Mormon-owned Brigham Young University has long been known for their dubious handling of sexual assault reporting. Until now, it has been common for the school to closely investigate anyone reporting an assault for violations of the school’s honor code. The school’s honor code, which is mandatory for all attendees and strictly so for anyone living on campus, prohibits sexual activity and substance use, even alcohol, in keeping with the school’s religious leanings.
The school has always maintained that its honor-code investigations are entirely separate from federal Title IX inquiries (in-house sexual assault falls under Title IX). But investigations found that it was common for the on-campus Title IX office to share names and details with the honor-code office. There are also allegations that local police have also been improperly sharing information.
The result of that sharing is that a student trying to report their own assault could wind up penalized or expelled for activities unrelated to the school, even if they kept them discreet. This, of course, discouraged reports. One student who came forward was subjected to a two-month probation while she was investigated, without apology when she was eventually cleared.
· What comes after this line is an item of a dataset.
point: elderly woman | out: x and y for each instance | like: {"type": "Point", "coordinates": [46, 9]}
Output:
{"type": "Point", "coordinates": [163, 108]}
After several students and alumni have come forward to the media about similar experiences, BYU has finally made a commitment to change in order to better protect its students. A faculty council has made a series of recommendations with student input, and the school seems to be listening. The names of victims are now specifically forbidden from being given to the honor code office, and an honor code amnesty clause is in progress. The university is also hiring victims advocates to provide an additional layer of confidentiality between victims and the school.
More than 200 universities across the country are currently under investigation for their handling of sexual assault on campus. It is reassuring to see one of the worst offenders taking such a large step.